The thing is: they don’t actually want to leave.

“I like having you, too,” Boomer says, simultaneously heartfelt about their connection with Leeadra and the _Jiri Wayfarer_ , and also a double entendre because they know Leeadra will appreciate it. 

Leeadra gives a delighted crack of laughter and gently shakes Boomer back and forth by the scruff of the neck, still beaming at them. “We try. Okay? Doesn’t work, then you go. Easy.”

“Easy,” repeats Boomer, and Leeadra nods firmly.

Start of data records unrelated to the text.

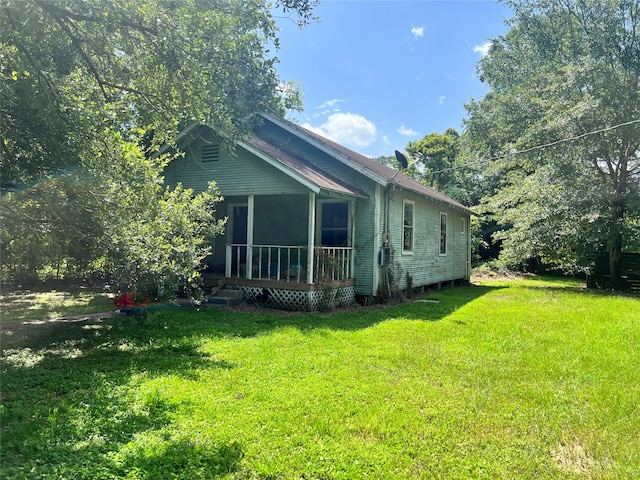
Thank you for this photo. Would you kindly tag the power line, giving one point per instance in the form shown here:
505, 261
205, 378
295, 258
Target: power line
539, 147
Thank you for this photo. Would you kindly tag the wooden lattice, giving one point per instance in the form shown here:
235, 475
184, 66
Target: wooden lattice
298, 300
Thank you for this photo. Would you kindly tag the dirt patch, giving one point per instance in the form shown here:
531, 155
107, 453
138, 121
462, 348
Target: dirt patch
573, 458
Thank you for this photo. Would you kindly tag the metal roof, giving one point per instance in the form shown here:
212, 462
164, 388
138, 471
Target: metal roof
378, 172
302, 168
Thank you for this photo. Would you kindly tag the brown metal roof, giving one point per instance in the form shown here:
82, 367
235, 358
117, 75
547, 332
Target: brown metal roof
386, 174
310, 172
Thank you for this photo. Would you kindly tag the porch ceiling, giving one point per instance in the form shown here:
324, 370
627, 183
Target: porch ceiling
297, 168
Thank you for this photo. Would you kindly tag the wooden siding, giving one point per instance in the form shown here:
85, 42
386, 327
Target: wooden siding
425, 264
239, 173
364, 240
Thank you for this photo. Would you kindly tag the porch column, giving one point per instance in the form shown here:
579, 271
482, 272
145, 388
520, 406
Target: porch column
352, 240
249, 262
311, 236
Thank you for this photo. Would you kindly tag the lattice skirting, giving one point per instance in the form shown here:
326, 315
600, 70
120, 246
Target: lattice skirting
309, 301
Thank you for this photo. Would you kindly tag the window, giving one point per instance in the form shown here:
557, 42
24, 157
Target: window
407, 226
443, 234
210, 152
334, 226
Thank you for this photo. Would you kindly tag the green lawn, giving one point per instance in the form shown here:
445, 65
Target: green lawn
510, 379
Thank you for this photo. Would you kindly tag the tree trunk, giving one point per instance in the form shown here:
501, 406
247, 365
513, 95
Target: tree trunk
615, 247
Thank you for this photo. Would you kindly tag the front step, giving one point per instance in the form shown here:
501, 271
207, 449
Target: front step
229, 298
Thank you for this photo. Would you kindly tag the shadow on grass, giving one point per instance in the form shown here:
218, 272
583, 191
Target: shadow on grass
70, 403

There’s movement overhead, and Boomer instinctively reacts; Leeadra moves all at once, too. 

Their server, peering over the top of the overturned table, freezes at finding himself facing a blaster barrel and a broken bottle.

“I’ll just … come back later,” he says weakly, and he immediately vanishes again. 

“Gonna piss himself,” Leeadra says wisely, after a minute, and Boomer starts to laugh.

* * *

Leeadra’s nowhere to be found in the morning — not especially surprising, after the way ey had weaved eir way back from the cantina last night. Boomer nursed two ales all night long; Leeadra will definitely be the worse for wear of the pair of them.

Boomer leaves a note in the galley and slips off the _Jiri Wayfarer_ into the dawn. 

When they get back, the sun has fully risen overhead. The spaceport is located on a high enough level that the light is actually visible and they can feel the day’s heat already starting to rise. They pause in a shaft of sunlight on the spaceport floor and shut their eyes, face turned up to the sun’s warmth.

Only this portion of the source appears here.